Infrastructure as Code for Data & AI: Tools, Tradeoffs and Best Practices

LESSONS FROM THE FIELD: APPLYING IaC TO REAL-WORLD DATA & AI SYSTEMS

The rise of hyperscaler cloud computing platforms like AWS, Azure, and GCP, and the elastic infrastructure deployments for storage and computing resources that those platforms provide, has allowed for and even encouraged the adoption of Infrastructure-as-Code-style software deployments to become best practice for cloud solution change management across the software industry. Over time, this Infrastructure-as-Code deployment strategy has become increasingly relevant in data and AI engineering, with tools such as Terraform, CDK, Bicep, and Databricks Asset Bundles being used to configure and deploy cloud storage, metadata, data transformation jobs, pipelines, workflows, and more recently, even AI agents and chatbots. As a senior data & AI engineer at Data Elephant, I work hands-on with enterprise systems every day, and I have seen first-hand how a lack of IaC, change management, and deployment strategies in a data-focused organization can slow teams down, while making maintenance difficult, and scaling impossible. In this article I will review what Infrastructure-as-Code is, compare its benefits and drawbacks, explore some of the current standard IaC technologies available today, and discuss how and why Data Elephant leverages IaC deployments to empower our clients.

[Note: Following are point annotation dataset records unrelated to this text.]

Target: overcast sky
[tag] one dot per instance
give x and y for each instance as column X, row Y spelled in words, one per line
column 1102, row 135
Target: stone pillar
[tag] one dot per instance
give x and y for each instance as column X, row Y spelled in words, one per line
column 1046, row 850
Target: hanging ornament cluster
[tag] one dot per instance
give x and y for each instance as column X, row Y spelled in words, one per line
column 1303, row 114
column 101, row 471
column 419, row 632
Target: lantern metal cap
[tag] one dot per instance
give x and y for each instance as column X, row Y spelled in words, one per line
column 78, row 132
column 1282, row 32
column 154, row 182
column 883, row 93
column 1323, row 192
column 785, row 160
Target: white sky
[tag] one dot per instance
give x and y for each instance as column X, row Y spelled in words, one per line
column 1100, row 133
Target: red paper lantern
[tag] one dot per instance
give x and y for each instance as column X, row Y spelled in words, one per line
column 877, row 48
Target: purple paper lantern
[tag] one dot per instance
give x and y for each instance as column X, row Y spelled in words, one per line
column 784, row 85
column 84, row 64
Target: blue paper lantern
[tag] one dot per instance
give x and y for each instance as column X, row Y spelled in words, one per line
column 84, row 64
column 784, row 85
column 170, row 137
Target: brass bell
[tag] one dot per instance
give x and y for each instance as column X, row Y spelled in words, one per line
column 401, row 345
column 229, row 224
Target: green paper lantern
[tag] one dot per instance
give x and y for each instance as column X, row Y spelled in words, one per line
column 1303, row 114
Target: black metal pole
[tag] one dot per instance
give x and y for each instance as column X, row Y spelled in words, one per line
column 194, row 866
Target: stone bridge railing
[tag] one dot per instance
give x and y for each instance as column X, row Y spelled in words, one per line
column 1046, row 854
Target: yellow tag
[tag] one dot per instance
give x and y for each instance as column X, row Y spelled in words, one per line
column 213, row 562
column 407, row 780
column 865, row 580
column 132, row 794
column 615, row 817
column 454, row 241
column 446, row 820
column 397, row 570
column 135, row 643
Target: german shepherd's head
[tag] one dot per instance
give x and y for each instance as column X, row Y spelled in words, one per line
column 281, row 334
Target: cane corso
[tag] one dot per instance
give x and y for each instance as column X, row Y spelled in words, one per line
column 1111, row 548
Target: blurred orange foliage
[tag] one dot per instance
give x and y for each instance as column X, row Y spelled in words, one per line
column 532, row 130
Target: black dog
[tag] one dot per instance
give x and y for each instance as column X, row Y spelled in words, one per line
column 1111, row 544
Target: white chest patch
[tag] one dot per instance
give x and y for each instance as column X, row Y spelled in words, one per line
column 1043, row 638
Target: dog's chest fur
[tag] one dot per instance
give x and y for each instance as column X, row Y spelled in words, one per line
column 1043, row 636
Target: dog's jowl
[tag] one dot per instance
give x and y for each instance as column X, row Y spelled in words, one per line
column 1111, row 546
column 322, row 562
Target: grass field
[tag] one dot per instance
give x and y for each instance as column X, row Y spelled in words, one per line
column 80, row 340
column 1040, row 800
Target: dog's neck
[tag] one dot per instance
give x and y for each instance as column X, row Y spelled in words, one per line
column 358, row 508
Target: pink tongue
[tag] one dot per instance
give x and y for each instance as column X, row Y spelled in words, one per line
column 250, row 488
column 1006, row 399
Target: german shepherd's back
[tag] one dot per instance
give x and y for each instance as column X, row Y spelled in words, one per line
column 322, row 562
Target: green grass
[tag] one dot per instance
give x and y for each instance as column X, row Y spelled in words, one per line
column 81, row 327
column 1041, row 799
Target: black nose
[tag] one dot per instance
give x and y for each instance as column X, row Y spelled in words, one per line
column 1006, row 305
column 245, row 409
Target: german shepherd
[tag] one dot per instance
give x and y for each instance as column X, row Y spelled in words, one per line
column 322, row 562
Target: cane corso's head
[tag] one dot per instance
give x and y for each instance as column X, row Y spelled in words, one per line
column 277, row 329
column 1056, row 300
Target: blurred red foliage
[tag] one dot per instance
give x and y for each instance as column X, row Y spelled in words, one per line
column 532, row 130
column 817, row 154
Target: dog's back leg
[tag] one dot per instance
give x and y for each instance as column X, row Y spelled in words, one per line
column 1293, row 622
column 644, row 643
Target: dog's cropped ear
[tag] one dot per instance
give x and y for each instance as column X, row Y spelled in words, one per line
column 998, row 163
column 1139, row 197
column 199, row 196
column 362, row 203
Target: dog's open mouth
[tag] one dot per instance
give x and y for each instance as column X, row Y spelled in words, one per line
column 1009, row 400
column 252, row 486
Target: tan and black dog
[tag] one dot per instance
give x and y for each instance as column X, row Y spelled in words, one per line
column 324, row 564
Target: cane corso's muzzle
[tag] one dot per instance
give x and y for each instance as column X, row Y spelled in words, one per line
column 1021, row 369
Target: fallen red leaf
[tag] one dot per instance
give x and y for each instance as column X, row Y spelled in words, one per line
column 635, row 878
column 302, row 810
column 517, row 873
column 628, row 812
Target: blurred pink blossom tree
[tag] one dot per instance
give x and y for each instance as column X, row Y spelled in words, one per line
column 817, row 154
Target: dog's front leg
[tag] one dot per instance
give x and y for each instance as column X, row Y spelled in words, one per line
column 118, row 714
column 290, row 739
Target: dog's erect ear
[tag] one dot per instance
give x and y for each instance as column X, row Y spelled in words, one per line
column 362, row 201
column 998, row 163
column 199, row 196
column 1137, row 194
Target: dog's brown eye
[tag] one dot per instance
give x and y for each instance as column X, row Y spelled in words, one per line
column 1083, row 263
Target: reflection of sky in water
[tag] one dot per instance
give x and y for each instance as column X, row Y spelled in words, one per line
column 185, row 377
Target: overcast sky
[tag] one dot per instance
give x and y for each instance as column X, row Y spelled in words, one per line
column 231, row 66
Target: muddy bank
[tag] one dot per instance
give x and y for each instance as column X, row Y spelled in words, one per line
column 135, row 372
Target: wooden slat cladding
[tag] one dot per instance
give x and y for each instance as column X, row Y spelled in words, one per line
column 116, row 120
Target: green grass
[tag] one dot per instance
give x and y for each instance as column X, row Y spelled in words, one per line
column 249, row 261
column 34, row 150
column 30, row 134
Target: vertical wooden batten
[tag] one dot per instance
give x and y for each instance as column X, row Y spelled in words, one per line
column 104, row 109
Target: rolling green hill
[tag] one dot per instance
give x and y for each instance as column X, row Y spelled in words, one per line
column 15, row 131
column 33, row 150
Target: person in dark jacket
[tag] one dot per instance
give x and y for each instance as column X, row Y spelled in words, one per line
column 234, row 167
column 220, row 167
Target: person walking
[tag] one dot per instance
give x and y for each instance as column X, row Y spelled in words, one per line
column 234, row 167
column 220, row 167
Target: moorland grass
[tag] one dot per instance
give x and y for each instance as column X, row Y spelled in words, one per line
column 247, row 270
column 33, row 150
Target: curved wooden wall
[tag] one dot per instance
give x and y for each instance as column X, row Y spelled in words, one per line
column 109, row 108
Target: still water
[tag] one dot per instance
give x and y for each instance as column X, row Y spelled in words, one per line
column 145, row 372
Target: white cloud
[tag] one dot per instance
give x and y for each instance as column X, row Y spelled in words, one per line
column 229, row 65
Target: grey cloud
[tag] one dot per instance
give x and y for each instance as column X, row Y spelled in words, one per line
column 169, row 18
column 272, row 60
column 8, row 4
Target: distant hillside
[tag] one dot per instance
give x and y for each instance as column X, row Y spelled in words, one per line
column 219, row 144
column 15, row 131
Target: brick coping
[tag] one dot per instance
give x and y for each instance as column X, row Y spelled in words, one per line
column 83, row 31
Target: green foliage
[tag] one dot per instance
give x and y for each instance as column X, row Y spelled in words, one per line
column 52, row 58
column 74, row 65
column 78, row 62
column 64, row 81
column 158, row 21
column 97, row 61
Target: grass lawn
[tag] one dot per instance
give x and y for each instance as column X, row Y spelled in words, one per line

What is Infrastructure-as-Code?

Infrastructure as Code (IaC) is a configuration management and deployment strategy for creating, tracking, updating, and decommissioning resources and services on various cloud platforms. Cloud solution architecture deployments often involve specifying many important and fragile configuration values, such as the level of computing power, number and types of instances, networking rules or storage sizing, to name a few. For example, when deploying a new cloud computing cluster for data processing, the types and sizes of the driver and worker nodes, and the number of each, represent a critical set of configuration values for the performance and cost of the cluster. Improperly setting these values can lead to unnecessarily long wait times and/or high costs for data processing. Finding the right configuration for a full cloud solution is an iterative process, fine-tuned over the lifetime of the project.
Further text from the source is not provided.